I used the following functions to handle the data (let’s not focus on the ggplot functions) for now.

  • read_csv(). In the readr package. It loads the data into R.
  • select(). In thedplyr package allows us to winnow down our dataset to the columns we care about. NOTE: You can choose either the columns you want with their names, or the columns you don’t want with their name after a negative sign, -.
  • rename(). In the dplyr package. It allows us to change the names of columns: rename(NEW_NAME, OLD_NAME).
  • mutate(). In the dplyr package. Adds or modifies a column.
  • ifelse(). In base R. This is a bonus function that you don’t NEED to know now, but it is helpful! It allows you to do different things based on the output of a logical question. In this case, I used it to have the values of visited equal visited if there are nonzero pollinator visits, and not visited if there are zero visits.. This gives us better x-labels than TRUE / FALSE.
  • filter(). In the dplyr package. Allows you to choose rows to retain based on their values in a column. Because there is another filter() function, always specify that you want dplyr’s filter. You can do this by:
    • Using the conflict_prefer() function in the conflicted package: conflict_prefer("filter", winner = "dplyr"). OR
    • Using the package::function() convention: dplyr::filter().

Reproducible script

Now here it is!

# Yaniv Brandvain
# Feb 21 2026
# Goal to load, and clean Clarkia data for analysis

###--------------------------
### Load packages
library(dplyr)
library(ggplot2)
library(readr)
library(conflicted)
conflict_prefer("filter", winner = "dplyr") # Prefer dplyr's filter function.

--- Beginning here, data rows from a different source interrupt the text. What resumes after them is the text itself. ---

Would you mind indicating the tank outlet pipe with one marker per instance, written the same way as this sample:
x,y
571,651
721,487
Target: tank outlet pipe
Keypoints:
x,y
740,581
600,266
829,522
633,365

###--------------------------
### Load data
ril_link <- "https://raw.githubusercontent.com/ybrandvain/datasets/refs/heads/master/clarkia_rils.csv"
ril_data <- readr::read_csv(ril_link)

###--------------------------
### Format data. Note the many line breaks make code easier to read, but don't change how it works
ril_data <- ril_data |> 
  select(location,                              # Focus on a few columns of interest
         prop_hybrid,  
         mean_visits, 
         petal_color, 
         petal_area_mm, 
         asd_mm, 
         growth_rate) |>
  rename(petal_area  = petal_area_mm,           # Makes names better
         asd         = asd_mm, 
         visits      = mean_visits)|>
  mutate(growth_rate = as.numeric(growth_rate), # Improve and add columns
         visited = ifelse(visits       > 0, "visited", "not visited"),
         has_hyb = ifelse(prop_hybrid > 0, "yes hybrid", "no hybrid"),
         relative_asd = asd / petal_area) |>    
  filter(!is.na(visited),                       # Remove NA data
         !is.na(has_hyb))

###--------------------------
### Plot the association between receiving a visits and having a hybrid by location
final_plot <- ggplot(ril_data, aes(x = has_hyb, fill = visited))+
  geom_bar()+
  facet_wrap(~location, labeller = "label_both")+
  theme(legend.position = "bottom",                  # tricks to make better plots 
        axis.title.y      = element_text(size = 18), # we didnt learn these tricks yet
        axis.title.x      = element_blank(),         # we will learn this in chapter 8
        axis.text         = element_text(size = 18),
        legend.title      = element_blank(),
        legend.text       = element_text(size = 18), 
        strip.text        = element_text(size = 18))